The strife Yeddyurappa has unleashed in the BJP is an ideal climate the Congress can exploit. But Krishna, Moily and friends are faced with a history of groupism in the state Congress. The party is out of power for almost a decade. Karnataka was once a Congress bastion but the party suffered consecutive defeats in the Assembly elections in 2004 and in 2008. The back-to-back electoral setback had dwindled its traditional vote bank of minorities and the SC-STs who constitute about 25 per cent of the electorate. In the 2009 Lok Sabha elections, it won only six of 28 seats in the state. The Congress has not won a single byelection in over 18 Assembly seats since February 2009.
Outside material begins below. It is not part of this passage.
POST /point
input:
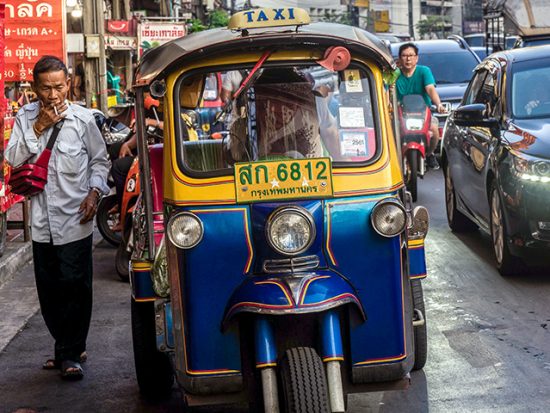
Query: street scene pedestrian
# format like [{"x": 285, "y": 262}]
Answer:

Its vote percentage, however, has remained intact hovering between 34 to 36 per cent. A positive swing between 3 and 5 per cent would be enough for the party to regain its past glory. Krishna’s statement that “10 years of political vanavas (exile) is too long a period for any political party to sustain” is heard as a bugle call to battle. “I will invest all my experience and skill to bring back the party to power in Karnataka,” as he “owes a lot to the organisation.”

All four ministers were made party incharges in four revenue divisions of the state. Their job: reinfusing enthusiasm in the cadres, and reconcile the many warring local satraps in the party organisation. They are already busy holding series of meetings of both grassroot workers and leaders. Pradesh Congress Committee President Dr G Parameshwar feels this will bolster the party’s confidence. It needs a lot of it.

History Redux in Chickmagalur

“Chickmagalur (younger daughter) must give political rebirth to country’s doddamagalu (elder daughter)” was the slogan in 1978, when Indira Gandhi contested and won from Chickmagalur. Ironically, the seat was vacated by D B Chandre Gowda, presently the BJP MP from Bangalore North, to enable her to contest. The then chief minister of Karnataka, D Devaraj Urs, is credited with managing the historical campaign. Urs, however, later split with Indira and formed his own party, Congress(U). Just like the Congress has unleashed Union ministers this time, in 1978, the Janata Party sent star ministers such as George Fernandes, L K Advani, Madhu Dandavate and Ramakrishna Hegde to take on Indira.